Wikipedia Article Approval Rates: What 1,000+ AfC Submissions Reveal

Wikipedia is more than just an online encyclopedia: it's the backbone of search visibility, a primary training source for LLMs, and a validation of a topic's notability. There is enormous demand for new articles, especially from brands and startups looking to influence how they appear in search. To address this interest, a diverse ecosystem of vendors—ranging from prominent PR firms to fly-by-night operatives—has emerged to handle the research, drafting, and submission of new entries.

Despite these vendors' promises, getting a new Wikipedia article approved remains extraordinarily difficult.

Lumino's exclusive audit of 1,009 Articles for creation (AfC) submissions on the English-language Wikipedia offers a rare, data-driven look at what actually happens at the platform’s front door. The findings challenge common assumptions about how Wikipedia works and reveal deeper structural dynamics shaping the encyclopedia's growth and guidelines.

Lumino AfC Report Cover

Key Findings from 1,009 Wikipedia Submissions:

  • 68 percent overall rejection rate: More than two-thirds of the submissions in our dataset were declined, highlighting just how difficult it is to get a new Wikipedia article.

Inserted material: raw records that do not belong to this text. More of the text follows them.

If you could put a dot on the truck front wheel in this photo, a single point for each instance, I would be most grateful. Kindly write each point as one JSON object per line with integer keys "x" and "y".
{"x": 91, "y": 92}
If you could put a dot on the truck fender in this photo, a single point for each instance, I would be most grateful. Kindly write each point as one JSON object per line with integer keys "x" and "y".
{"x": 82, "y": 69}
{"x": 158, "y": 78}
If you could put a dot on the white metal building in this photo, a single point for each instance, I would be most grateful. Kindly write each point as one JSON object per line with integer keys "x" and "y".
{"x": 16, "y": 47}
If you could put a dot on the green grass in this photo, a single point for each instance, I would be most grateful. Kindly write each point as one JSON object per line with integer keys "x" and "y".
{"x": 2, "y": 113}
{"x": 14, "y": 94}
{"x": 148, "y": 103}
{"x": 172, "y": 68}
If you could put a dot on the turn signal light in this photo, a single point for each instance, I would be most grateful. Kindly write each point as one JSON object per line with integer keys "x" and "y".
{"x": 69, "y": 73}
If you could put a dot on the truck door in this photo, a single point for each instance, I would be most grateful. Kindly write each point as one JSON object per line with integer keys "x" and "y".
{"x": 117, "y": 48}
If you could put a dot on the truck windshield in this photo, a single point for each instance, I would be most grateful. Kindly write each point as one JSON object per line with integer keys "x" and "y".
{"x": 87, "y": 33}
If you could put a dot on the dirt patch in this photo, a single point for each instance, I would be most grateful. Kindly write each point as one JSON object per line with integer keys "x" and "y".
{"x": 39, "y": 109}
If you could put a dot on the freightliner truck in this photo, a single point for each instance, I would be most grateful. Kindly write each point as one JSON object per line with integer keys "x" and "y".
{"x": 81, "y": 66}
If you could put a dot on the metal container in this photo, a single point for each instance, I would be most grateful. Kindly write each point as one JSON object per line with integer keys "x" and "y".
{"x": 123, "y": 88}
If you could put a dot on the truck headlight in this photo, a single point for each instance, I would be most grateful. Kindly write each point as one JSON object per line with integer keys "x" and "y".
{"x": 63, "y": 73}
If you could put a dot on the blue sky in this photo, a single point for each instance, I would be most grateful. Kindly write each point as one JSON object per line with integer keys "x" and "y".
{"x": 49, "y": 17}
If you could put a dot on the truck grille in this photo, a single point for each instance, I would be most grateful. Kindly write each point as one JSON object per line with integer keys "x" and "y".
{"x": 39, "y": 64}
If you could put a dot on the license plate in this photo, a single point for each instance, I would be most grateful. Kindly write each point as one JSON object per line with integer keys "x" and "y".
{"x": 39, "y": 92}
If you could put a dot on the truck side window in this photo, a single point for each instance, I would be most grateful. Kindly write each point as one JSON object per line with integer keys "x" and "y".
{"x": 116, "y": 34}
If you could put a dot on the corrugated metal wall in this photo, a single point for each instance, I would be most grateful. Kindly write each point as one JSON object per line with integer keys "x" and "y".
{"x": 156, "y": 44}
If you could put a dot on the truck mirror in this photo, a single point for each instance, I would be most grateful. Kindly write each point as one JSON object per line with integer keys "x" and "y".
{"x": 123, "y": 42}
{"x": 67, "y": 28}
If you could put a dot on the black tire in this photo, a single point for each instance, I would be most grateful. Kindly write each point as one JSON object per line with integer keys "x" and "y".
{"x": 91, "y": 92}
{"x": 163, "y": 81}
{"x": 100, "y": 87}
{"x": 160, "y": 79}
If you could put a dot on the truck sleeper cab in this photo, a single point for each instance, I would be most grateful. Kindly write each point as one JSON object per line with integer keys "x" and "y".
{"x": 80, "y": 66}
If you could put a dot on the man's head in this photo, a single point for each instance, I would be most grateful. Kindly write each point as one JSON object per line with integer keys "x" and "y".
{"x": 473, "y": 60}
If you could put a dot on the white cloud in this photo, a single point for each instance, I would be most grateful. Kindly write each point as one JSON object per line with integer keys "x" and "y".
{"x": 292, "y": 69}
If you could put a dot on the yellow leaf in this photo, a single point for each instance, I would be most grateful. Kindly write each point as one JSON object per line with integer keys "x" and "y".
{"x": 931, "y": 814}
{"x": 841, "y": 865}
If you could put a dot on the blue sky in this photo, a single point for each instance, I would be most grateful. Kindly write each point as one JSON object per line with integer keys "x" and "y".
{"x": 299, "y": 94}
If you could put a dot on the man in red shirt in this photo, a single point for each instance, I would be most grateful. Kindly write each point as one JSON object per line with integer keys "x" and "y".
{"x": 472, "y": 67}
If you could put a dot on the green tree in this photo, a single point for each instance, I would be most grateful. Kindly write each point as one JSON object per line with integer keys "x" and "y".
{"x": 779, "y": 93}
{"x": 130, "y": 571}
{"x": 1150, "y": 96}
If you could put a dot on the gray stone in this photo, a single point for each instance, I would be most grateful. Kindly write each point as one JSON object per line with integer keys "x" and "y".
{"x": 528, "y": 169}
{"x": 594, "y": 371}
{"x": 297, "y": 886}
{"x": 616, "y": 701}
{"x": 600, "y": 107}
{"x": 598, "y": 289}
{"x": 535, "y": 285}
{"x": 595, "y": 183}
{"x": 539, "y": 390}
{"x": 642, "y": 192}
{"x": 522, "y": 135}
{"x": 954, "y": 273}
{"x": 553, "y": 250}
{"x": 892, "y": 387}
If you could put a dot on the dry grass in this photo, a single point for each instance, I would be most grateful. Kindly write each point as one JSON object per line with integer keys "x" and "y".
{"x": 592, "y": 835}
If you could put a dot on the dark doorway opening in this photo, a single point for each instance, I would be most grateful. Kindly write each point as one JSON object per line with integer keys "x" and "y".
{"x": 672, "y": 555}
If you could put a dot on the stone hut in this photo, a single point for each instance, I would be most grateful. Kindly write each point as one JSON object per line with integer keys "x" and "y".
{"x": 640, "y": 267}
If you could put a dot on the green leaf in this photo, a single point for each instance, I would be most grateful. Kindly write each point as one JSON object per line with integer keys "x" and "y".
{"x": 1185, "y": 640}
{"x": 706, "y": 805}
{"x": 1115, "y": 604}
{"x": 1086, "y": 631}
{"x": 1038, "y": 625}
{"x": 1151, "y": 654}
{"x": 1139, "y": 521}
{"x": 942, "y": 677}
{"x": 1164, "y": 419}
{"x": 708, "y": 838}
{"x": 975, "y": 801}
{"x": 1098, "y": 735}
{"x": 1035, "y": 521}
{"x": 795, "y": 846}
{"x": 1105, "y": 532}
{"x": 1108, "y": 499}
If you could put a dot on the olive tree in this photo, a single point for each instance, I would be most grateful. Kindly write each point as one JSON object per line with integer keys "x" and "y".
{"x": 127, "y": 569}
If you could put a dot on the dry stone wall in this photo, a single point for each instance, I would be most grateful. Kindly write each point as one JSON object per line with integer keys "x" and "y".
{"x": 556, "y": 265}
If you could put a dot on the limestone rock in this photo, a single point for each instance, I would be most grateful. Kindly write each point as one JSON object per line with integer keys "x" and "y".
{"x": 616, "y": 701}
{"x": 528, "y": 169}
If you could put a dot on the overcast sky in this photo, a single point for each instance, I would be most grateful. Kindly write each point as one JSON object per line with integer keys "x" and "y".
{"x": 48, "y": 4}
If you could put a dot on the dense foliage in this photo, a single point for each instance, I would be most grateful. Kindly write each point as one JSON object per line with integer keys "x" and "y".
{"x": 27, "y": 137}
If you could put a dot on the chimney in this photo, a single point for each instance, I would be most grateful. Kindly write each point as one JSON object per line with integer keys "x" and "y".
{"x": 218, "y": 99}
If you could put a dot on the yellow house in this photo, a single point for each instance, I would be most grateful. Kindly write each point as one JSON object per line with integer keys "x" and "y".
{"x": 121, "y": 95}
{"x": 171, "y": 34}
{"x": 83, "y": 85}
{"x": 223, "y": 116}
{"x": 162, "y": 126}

  • Most submissions lack notability: The most frequent reason (57 percent) drafts were rejected was that they did not meet Wikipedia's notability guidelines, meaning the submission content and sourcing did not convey that the topic was important enough to warrant a standalone encyclopedia entry.

  • Approval rates vary by article type: AfC submissions in the Arts & Culture category had the highest approval rate at 48 percent. Startups and other tech companies fared especially poorly, with only a six percent approval rate. Business executives likewise had a low approval rate: only 12 percent.

  • AI use is a big problem: In March 2026, Wikipedia’s editor community took the bold step of banning the usage of AI to generate new articles or rewrite existing ones. Our dataset underscored the challenge this technology poses to the encyclopedia: 16 percent of AfC submissions were flagged for AI/LLM concerns.

  • Month-long average review time: Approved submissions have an average review duration of 30.5 days while declined submissions have a slightly longer average review duration of 31.7 days.

  • Limited number of reviewing editors: Nearly 40 percent of submission reviews were handled by 11 especially prolific editors.

The full report answers the following questions: 

  • How do editors determine if a subject meets Wikipedia's notability guidelines? Is that analysis subjective? 

  • Why do submissions about entrepreneurs, startups, and tech-based businesses face such scrutiny? 

  • Do resubmitted drafts have a higher or lower approval rate? 

  • Why can't Manon Bannerman from Katseye have an article?

The book is organized as follows:

  • We provide a high-level summary of how Wikipedia's Articles for creation (AfC) workflow operates, why it's so important, and what our analysis of 1,009 submissions uncovered. 

  • Wikipedia terminology can be difficult to parse, especially as there are numerous closely related terms with subtle differences in meaning. We offer definitions for key terms and provide examples of how they're deployed by editors.

  • We summarize why there is such a large demand for new Wikipedia articles and how vendors attempt to satisfy that market need. Then we explain our own role in that ecosystem and what we wanted to know about the AfC process.

  • This section is split into two: (1) Wikipedia’s methodology for reviewing AfC submissions, and (2) Our methodology for compiling a dataset of submissions and assessing relevant datapoints.

  • We summarize our findings across data analysis categories: Overall approval rate, Reason for decline, Approval rates by category, Reviewing editors, Time to review, Resubmission status, and LLM usage.

  • We provide a deep dive into two core areas that stood out in the data: the widespread use of LLM tools, a new problem facing Wikipedia, and the subjective nature of notability, a contentious subject since the encyclopedia's launch in 2001.

  • Articles for creation serves as a human check on AI-generated hallucinations and prose, and on low-quality, poorly sourced content more generally. But like all human decision-making, there is an interpretive element to the AfC assessments—especially regarding notability—that leads to unpredictable approval decisions.